Le Fiamme Gialle intensificano le verifiche nelle principali località turistiche e balneari. Nel mirino scontrini elettronici, registratori di cassa e Canone Rai Speciale: contestate violazioni a oltre il 52% degli operatori controllati
Oltre un esercente su due tra quelli controllati è stato sanzionato.
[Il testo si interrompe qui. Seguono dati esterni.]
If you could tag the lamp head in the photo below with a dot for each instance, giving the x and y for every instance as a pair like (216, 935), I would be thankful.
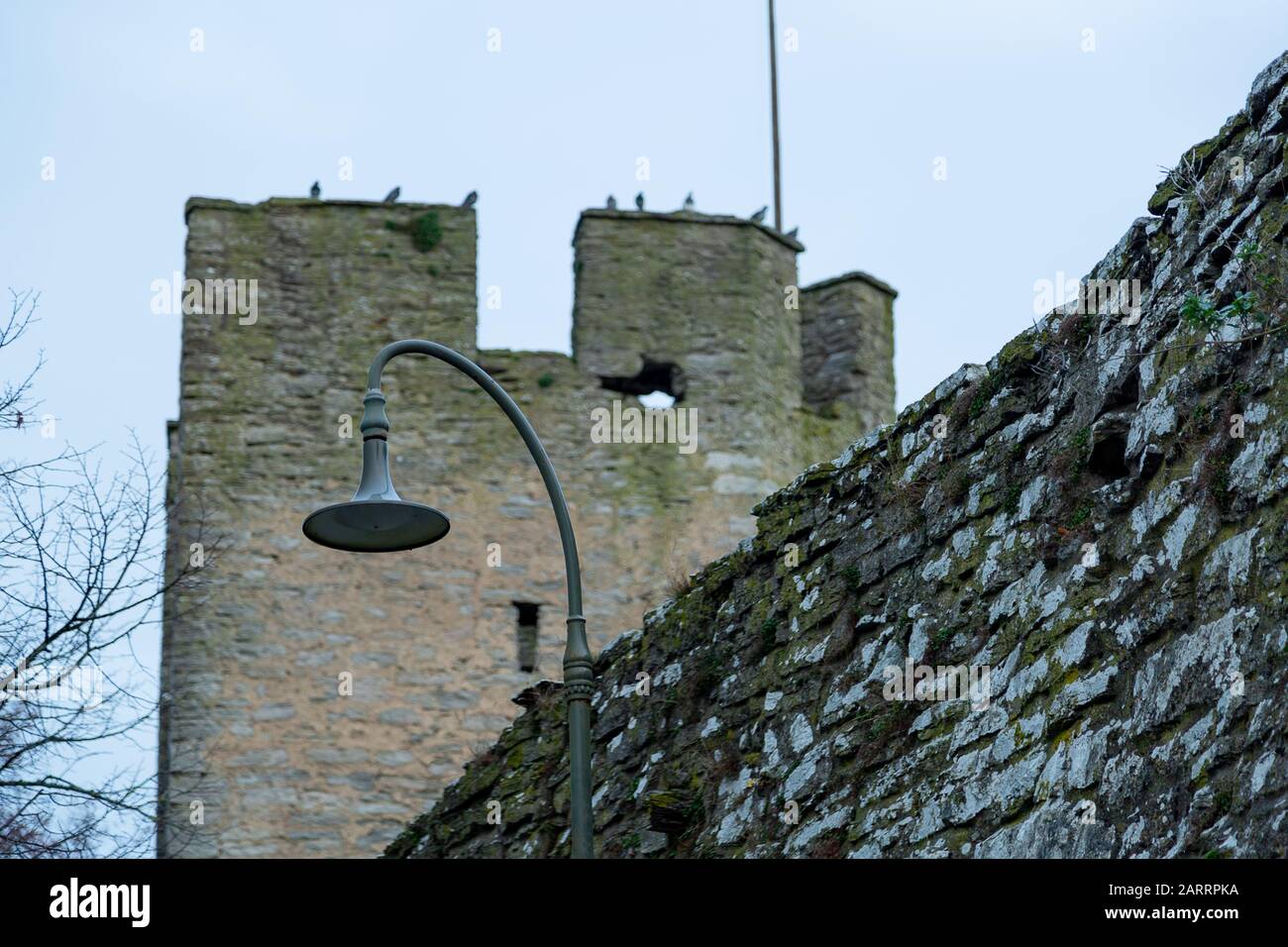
(376, 519)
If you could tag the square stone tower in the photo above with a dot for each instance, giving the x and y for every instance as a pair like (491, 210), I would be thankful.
(313, 699)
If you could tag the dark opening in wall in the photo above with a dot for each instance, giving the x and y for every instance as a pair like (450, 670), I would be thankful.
(1108, 457)
(526, 634)
(652, 376)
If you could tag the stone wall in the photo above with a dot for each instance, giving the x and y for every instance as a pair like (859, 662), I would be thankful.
(263, 749)
(1094, 527)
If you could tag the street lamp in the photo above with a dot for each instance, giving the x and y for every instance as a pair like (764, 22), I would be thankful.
(378, 521)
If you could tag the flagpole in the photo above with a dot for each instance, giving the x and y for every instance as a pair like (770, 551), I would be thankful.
(773, 106)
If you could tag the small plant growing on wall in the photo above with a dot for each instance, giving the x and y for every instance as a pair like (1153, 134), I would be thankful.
(425, 230)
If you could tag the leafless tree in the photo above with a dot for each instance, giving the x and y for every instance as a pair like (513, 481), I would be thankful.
(80, 574)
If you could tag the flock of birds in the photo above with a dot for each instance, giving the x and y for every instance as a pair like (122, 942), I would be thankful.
(758, 217)
(391, 197)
È il risultato dell’attività condotta durante il periodo estivo dai finanzieri del Comando Provinciale della Guardia di Finanza di Trapani, che hanno intensificato i controlli nelle località balneari e nelle mete a maggiore vocazione turistica della provincia.
L’obiettivo del dispositivo messo in campo dalle Fiamme Gialle è stato quello di contrastare l’evasione fiscale e tutelare l’economia legale, garantendo al tempo stesso condizioni di concorrenza corrette tra gli operatori economici.
Le verifiche sono state effettuate sia nelle ore mattutine sia in quelle serali, concentrandosi sulle attività commerciali presenti nelle più frequentate destinazioni turistiche del Trapanese.
I finanzieri hanno verificato innanzitutto la regolare installazione dei registratori telematici e la corretta trasmissione all’Agenzia delle Entrate dei dati relativi ai corrispettivi.
Particolare attenzione è stata riservata anche al rilascio del documento commerciale, comunemente conosciuto come “scontrino elettronico”, che ha sostituito i precedenti scontrini e ricevute fiscali.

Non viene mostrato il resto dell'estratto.